Vorsicht: Verwenden Sie niemals flüssige Anzünder - wegen der mangelnden Durchlüftung würde es im Brennraum zu explosionsartigen zu Verpuffungen kommen. Selbst im Freien ist deren Verwendung noch sehr gefährlich.

Nicht das Holz fängt im Brennraum Feuer, sondern zunächst nur die durch Wärme herausgelösten Gase. Diese entzünden sich und liefern die sichtbaren Flammen. Als Anzünder niemals Papier oder Pappe verwenden - diese entwickeln nur geringe Temperaturen, rußen in der Verbrennung besonders stark und die leichte Asche fliegt bei geöffneter Brennraumtür umher. So verbrennt das Papier häufig schneller, als das Anzündholz Feuer fangen kann. Daher bräuchten Sie schon sehr viel Papier/Pappe mit den beschriebenen Nachteilen.

Selbst wenn Sie den Ofen hauptsächlich mit Kohle-Briketts beheizen wollen, empfiehlt es sich, ihn erst einmal in der beschriebenen Weise mit Anzündholz und einigen Holzscheiten auf Betriebstemperatur zu bringen. Das reduziert den für Braunkohle typischen Schwefelgeruch erheblich. Ihre Nachbarn wird es freuen. Ist der Ofen dagegen auf Betriebstemperatur, verbrennen auch Braunkohle-Briketts nahezu geruchlos, sofern immer nur zwei Stücke zur Zeit und nicht zu viele auf einmal nachgelegt werden.


16. Das Anzünden der Kaminofen-Füllung

Die geruchsfreien Grillkohle-Anzünder (Paraffinwürfel) haben Sie nach dem ersten Öffnung der Verpackung in einen Gefrierbeutel umgefüllt und luftdicht verschlossen - denn andernfalls würden deren beigefügte zündfähige Bestandteile vergasen. Entnehmen Sie einen Paraffinwürfel und schieben Sie den brennenden Würfel in die Mitte unter das eingelegte Holz. Zünden Sie ihn mit den extralangen Streichhölzern an und schieben Sie ihn mit dem Streichholz gleich noch tiefer in den Ofen hinein. Dann schließen Sie die Ofentür und kontrollieren nochmals, ob der Unterluftschieber ganz geöffnet ist. Die Ascheschublade sollte ganz geschlossen sein.

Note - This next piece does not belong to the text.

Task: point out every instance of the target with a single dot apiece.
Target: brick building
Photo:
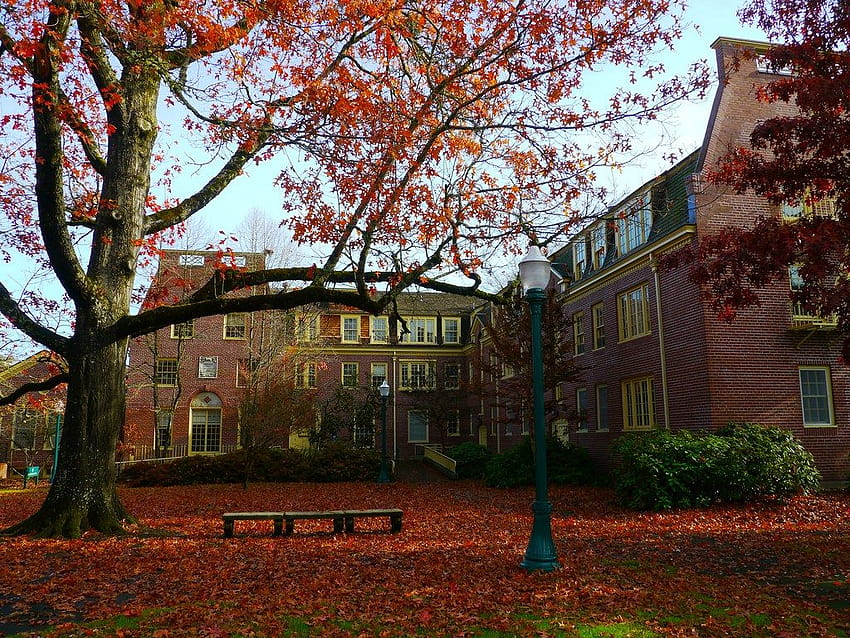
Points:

Stellen Sie Ihren Küchen-Kurzzeitwecker auf zwanzig Minuten. Dann ist es Zeit, den Schieber zweidrittel bis 80 Prozent zu schließen. Wenn Sie nicht gerade unverwandt den Abbrand bewundern, vergisst man dies leicht. Infolge erreichte der Ofen nicht seine optimale Betriebstemperatur, weil die hohe Luftzufuhr die Hitze zu schnell in den Rauchabzug abführt.

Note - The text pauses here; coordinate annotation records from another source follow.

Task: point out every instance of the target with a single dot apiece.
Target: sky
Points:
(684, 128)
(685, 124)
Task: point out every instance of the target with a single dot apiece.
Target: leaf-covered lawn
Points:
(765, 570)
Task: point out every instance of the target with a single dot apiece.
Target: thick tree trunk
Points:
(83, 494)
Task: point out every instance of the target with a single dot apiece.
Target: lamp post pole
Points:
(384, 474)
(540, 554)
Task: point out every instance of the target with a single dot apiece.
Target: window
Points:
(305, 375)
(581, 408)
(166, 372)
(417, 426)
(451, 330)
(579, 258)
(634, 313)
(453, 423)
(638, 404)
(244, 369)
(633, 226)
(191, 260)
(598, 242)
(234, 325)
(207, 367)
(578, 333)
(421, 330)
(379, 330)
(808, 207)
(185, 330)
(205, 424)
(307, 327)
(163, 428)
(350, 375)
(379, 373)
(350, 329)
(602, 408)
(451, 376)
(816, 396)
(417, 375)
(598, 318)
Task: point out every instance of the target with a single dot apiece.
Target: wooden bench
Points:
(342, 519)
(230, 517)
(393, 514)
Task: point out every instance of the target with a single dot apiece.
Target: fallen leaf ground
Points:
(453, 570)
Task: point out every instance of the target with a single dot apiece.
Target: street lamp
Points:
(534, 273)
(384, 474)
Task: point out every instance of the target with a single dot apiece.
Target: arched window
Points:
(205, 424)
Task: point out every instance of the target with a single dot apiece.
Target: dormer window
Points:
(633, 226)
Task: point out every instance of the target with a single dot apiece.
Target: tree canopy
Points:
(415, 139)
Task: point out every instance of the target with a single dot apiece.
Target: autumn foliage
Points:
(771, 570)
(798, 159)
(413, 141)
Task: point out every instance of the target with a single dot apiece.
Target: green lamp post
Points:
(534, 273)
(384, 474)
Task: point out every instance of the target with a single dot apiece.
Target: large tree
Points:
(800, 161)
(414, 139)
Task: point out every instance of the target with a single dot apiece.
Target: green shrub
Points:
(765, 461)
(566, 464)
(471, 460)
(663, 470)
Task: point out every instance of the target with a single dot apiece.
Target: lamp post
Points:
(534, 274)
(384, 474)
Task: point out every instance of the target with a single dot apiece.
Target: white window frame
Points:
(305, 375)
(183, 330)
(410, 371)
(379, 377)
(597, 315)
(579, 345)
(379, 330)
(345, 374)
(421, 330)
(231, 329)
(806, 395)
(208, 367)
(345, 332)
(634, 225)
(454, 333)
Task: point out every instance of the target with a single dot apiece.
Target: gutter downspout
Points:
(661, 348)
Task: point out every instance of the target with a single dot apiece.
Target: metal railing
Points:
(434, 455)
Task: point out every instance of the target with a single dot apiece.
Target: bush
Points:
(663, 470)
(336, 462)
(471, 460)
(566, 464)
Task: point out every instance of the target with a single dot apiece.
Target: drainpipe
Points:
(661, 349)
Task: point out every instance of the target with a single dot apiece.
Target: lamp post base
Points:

Stellen Sie danach den Küchen-Kurzzeitwecker nochmals auf zwanzig Minuten. Dann sollte die Betriebstemperatur erreicht und das Holz zum größten Teil mit weißer Asche belegt sein. Wenn dem so ist, schließen Sie den Unterluftschieber ganz. Legen Sie etwas Holz nach, wenn der das Holz im Ofen etwas zusammengesackt ist. Beim ersten Nachlegen noch keine sehr großen Klötze einlegen - noch ist der Ofen nicht heiß genug.

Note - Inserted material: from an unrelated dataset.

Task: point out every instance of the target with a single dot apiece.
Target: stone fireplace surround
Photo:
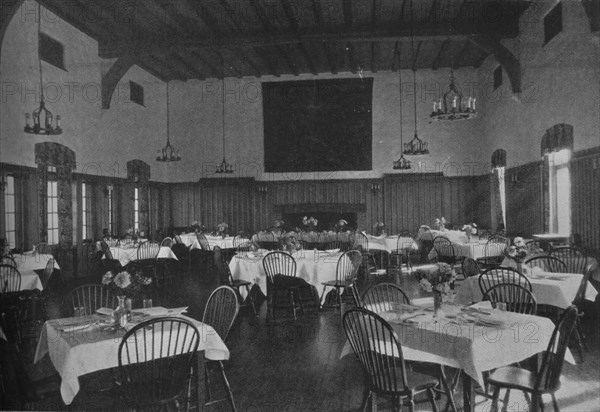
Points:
(327, 213)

17. Richtige Temperatur und Flamme

Faustregel: Der im Amtsdeutsch Kleinfeuerungsanlage genannte Ofen hat die zu einem emissionsarmen und russarmen Abbrand erforderliche Temperatur erreicht, wenn sich weiße Asche auf Holzstücken und Briketts zeigt. Nach der ersten Anheizphase sollen bei (fast) geschlossenen Unterluftschieber kleine bläuliche Flammen vorherrschend sein - große gelbe Flammen sind Zeichen unvollständiger und rußender Verbrennung, welche nur in der Anwärmphase unvermeidbar sind. Ganz verkehrt ist es, den Ofen nach dem Anheizen weiter mit sehr viel Luftzufuhr zu betreiben. Zwar gäbe es ein beeindruckendes gelbes Flammenspiel und lautes Knistern und Knacken, doch würde sämtliche Wärme vor der Abgabe in den Raum zum Schornstein hinausgeblasen. In Folge wäre die Verbrennung wegen der zu großen Frischluftzufuhr zu kalt und somit im nicht im optimalen Temperaturbereich (auch, wenn Ihr Ofenthermometer Betriebstemperatur anzeigt), was den Holzverbrauch sowie Schadstoff- und Russemissionen erhöht.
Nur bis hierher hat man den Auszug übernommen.